No meu coração te transporto sem o dizer a ninguém, pois o que
há de bom e precioso deve ser preservado do olhar cobiçoso.
O ouro que é meu, esse que é verdadeiro, não é o que se encontra
nos cofres e nas baixelas. O ouro que está em mim, não reluz e nem se pode
cambiar, tem só uma existência: a do espírito comparticipando no Todo.

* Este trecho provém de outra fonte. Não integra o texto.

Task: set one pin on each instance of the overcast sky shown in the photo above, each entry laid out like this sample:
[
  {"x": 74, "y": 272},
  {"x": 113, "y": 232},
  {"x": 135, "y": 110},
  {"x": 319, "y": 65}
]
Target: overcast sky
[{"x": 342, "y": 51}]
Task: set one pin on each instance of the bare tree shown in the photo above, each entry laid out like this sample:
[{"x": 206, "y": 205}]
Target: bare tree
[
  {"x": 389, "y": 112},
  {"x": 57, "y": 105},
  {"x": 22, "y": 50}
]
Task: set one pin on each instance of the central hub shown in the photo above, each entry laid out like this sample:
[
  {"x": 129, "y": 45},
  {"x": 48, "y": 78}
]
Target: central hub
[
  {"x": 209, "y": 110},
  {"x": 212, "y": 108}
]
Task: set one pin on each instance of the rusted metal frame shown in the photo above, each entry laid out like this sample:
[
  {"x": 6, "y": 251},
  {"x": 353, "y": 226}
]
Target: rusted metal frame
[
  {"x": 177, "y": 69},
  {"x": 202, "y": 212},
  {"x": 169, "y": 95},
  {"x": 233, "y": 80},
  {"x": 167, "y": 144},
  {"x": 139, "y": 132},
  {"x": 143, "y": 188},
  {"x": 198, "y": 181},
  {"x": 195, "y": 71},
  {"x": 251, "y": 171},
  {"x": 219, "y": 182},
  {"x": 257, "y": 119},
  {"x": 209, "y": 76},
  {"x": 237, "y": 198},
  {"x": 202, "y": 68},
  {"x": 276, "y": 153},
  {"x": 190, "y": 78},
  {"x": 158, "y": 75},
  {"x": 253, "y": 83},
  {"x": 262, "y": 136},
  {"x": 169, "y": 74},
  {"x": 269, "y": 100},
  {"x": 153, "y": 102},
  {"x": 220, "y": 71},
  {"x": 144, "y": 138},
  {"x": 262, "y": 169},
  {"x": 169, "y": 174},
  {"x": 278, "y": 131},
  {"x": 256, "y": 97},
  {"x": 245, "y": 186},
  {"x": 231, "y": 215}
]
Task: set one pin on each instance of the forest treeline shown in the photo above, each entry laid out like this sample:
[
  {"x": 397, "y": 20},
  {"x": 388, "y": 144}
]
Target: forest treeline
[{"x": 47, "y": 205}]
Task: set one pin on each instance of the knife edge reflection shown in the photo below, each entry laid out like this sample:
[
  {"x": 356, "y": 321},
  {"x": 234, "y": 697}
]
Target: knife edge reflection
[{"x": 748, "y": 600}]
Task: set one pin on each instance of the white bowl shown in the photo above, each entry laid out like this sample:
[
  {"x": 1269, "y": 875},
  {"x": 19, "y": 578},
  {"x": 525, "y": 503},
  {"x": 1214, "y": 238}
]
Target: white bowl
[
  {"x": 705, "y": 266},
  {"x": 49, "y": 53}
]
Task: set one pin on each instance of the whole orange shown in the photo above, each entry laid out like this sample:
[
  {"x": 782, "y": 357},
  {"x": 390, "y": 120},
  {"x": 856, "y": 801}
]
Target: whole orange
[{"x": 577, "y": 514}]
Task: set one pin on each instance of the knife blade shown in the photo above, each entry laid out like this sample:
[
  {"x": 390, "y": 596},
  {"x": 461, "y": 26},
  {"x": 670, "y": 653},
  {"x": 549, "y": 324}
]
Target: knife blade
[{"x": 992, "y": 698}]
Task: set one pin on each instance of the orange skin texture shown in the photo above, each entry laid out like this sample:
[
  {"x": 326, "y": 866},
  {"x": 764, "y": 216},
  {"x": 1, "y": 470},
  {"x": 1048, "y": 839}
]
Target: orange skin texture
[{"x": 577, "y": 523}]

Estou em comunhão contigo, Deusa, com a beleza imóvel e
intensamente compassiva do teu olhar poisado sobre mim. Em teu coração eu me
refugio, recebo tua proteção. Sou teu, dou-te a minha fidelidade e a verdade de
meu ser.
O horizonte está entrecortado por colinas, onde tufos incertos
de bosquedos teimam em assinalar a sua presença. O rio está quase seco, apenas
serpenteando um fio de água por entre pedras e juncos. Oiço gritos ao longe, de
uma aldeia ou quinta a duas léguas do ponto onde descanso. O cavalo entretém-se
com os raquíticos pastos, ressequidos pelo longo Verão da meseta. O calor ainda
é demasiado para nos pormos a caminho. Não consigo pregar olho, pois as moscas
zumbem em torno de nós, sem descanso. O Sol ainda está acima do horizonte;
quando o crepúsculo chegar, retomarei caminho na estrada de Toledo.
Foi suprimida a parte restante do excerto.